L’optimisme peut être de rigueur lorsqu’il s’agit :

- De la souscription d’un PEA au lieu d’un compte titres ;

- De l’acquisition d’un bien dans le cadre d’un régime de défiscalisation ;

- Du recours au dispositif Dutreil ;

- Du recours à l’assurance vie ;

- De la donation en pleine propriété et avec réserve d’usufruit.

Mais quid :

- D’un apport avant cession malgré le remploi de 60% du prix cession dans une activité économique et une investissement « patrimonial » à hauteur des 40% restant ?

- De la vente d’un bien immobilier à une SCI constituée par le propriétaire cédant ?

- De réaliser un OBO ?

- De l’apport de la nue-propriété d’un bien immobilier à une SCI, suivi de la donation des parts aux enfants ?

- Du recours aux sociétés holding et du régime mère fille ou de l’intégration fiscale ?

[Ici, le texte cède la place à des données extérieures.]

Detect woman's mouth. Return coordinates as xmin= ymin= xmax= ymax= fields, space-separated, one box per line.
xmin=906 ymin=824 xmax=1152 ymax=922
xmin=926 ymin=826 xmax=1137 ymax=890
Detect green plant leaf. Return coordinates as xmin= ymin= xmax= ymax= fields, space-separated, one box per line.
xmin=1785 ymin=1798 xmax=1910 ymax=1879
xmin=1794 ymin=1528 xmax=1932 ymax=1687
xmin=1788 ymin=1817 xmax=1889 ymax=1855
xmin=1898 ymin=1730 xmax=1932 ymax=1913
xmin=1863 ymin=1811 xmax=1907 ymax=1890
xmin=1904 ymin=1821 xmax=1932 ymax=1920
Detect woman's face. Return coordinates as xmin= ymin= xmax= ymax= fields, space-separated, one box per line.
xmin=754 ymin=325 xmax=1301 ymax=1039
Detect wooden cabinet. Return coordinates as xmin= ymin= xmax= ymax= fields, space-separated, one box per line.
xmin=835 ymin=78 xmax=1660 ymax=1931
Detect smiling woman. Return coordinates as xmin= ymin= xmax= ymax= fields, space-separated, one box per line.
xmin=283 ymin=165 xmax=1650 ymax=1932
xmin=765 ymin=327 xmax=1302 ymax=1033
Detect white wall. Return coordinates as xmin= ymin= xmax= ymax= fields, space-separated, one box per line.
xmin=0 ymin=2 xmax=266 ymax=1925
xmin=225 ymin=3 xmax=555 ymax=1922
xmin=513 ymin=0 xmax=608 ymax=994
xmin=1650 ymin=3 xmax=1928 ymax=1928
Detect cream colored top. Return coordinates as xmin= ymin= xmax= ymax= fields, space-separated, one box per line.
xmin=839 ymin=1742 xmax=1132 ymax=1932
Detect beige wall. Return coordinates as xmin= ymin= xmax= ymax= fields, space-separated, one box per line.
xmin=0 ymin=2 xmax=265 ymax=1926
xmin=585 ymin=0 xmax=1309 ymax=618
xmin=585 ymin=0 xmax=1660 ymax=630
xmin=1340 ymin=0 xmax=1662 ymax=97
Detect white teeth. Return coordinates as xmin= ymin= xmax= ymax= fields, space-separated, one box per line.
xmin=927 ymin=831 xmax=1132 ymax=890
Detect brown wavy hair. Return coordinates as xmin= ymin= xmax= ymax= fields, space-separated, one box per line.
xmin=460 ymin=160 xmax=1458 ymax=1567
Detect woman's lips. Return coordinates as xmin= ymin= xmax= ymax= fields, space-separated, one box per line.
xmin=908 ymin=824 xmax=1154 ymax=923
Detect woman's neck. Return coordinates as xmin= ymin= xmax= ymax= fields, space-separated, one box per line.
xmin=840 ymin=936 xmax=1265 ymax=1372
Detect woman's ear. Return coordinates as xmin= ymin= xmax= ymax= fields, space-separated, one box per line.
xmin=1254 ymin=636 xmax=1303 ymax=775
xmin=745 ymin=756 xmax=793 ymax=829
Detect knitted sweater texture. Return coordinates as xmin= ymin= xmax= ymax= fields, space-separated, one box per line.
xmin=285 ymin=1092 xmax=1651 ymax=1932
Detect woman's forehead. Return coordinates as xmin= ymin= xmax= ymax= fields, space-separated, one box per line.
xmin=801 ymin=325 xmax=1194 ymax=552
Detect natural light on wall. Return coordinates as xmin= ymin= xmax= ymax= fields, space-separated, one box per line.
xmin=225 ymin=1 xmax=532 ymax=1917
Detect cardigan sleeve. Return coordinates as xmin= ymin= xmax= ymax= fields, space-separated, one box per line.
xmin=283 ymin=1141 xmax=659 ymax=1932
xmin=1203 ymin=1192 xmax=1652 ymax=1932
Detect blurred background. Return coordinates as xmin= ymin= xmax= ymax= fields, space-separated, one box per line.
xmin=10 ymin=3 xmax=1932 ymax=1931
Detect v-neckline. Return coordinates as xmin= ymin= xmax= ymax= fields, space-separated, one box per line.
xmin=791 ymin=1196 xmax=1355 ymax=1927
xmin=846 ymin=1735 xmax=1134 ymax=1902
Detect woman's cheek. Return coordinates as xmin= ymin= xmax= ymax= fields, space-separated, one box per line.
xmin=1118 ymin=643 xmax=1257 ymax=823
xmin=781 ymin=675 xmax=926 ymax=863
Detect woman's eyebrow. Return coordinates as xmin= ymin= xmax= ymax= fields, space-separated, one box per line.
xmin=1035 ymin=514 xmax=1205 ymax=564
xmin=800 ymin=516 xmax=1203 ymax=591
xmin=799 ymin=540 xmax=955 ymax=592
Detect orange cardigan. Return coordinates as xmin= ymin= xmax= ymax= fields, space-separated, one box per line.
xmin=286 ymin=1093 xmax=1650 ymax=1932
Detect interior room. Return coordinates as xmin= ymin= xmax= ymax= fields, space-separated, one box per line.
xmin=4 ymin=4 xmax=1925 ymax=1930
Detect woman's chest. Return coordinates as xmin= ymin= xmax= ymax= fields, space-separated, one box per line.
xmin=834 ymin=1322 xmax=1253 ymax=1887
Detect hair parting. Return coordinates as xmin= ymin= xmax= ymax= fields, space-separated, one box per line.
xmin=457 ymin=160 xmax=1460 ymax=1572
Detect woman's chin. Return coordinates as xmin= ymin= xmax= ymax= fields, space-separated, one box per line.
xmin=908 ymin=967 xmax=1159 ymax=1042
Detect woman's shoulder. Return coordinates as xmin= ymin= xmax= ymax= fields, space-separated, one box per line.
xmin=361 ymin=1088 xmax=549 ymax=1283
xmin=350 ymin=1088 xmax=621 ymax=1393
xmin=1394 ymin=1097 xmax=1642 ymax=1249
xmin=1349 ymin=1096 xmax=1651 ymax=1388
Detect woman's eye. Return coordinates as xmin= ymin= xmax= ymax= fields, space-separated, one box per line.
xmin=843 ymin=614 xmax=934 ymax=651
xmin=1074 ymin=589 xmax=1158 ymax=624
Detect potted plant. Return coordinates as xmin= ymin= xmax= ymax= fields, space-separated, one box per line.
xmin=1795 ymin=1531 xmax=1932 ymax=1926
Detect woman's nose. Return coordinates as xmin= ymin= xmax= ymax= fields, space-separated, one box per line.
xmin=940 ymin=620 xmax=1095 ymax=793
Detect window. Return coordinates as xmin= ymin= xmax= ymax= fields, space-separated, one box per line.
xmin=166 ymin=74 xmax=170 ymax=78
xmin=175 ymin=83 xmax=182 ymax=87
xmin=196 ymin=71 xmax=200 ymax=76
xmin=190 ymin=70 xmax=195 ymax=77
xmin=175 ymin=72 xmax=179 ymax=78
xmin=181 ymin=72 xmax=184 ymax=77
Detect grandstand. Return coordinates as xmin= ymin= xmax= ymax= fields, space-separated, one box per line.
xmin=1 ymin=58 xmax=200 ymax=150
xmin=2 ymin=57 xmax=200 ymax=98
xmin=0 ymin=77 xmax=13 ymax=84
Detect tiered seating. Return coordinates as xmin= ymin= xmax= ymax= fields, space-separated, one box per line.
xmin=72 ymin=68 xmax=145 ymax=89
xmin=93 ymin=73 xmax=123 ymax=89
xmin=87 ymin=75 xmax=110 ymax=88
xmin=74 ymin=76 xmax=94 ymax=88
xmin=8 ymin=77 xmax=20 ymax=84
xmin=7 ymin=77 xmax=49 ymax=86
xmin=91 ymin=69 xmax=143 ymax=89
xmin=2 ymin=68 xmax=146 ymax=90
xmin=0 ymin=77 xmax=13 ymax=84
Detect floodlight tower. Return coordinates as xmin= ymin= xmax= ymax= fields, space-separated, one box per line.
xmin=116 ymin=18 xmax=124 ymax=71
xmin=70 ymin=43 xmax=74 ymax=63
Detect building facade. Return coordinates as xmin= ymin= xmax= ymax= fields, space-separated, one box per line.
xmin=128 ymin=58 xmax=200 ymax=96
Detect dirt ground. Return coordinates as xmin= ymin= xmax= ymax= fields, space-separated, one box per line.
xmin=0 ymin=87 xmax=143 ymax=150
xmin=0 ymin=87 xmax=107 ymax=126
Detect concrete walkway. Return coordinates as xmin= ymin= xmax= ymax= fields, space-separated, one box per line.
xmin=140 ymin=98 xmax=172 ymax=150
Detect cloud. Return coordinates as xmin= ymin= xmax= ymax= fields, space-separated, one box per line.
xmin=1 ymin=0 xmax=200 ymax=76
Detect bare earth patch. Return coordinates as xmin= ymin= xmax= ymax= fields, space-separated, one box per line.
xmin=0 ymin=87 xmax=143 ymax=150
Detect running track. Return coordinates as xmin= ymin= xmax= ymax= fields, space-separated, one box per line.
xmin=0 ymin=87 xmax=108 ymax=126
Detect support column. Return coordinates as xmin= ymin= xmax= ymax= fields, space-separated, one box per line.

- De la constitution d’une SCI passible de l’IS avec un capital faible et d’importants comptes courants d’associé suivie d’une mise en réserve du résultat et d’une sortie de la trésorerie via le compte courant d’associé ?

- De la transformation d’un bien propre en bien commun avant la donation en pleine propriété par les époux aux enfants ?

- De la constatation d’un écart de réévaluation lorsque la société est à l’IR puis de l’assujettir à l’IS ?

- De la réduction de capital en alternative à une distribution les réserves ?

- De l’acquisition d’un bien immobilier via une SCI à l’IS suivie au terme de 5 années d’une dénonciation de l’option IS pour un passage à l’IR… ;

- De l’apport à une SARL de famille d’un bien ayant relevé du dispositif Censi-Bouvard ;

- De l’acquisition par une société opérationnelle de l’usufruit des parts de la SCI à l’IR qui détient l’immeuble dont elle est locataire.

- etc.

On attendra avec impatience les réponses de Bercy, dans le cadre de la publication d’un BOFiP, de réponses aux questions de parlementaires (Une question a notamment été posée le 10 janvier 2019 par le Sénateur Malhuret) et aux rescrits déposés par les contribuables.

L’inquiétude d’une majorité des praticiens nous semble donc parfaitement justifiée.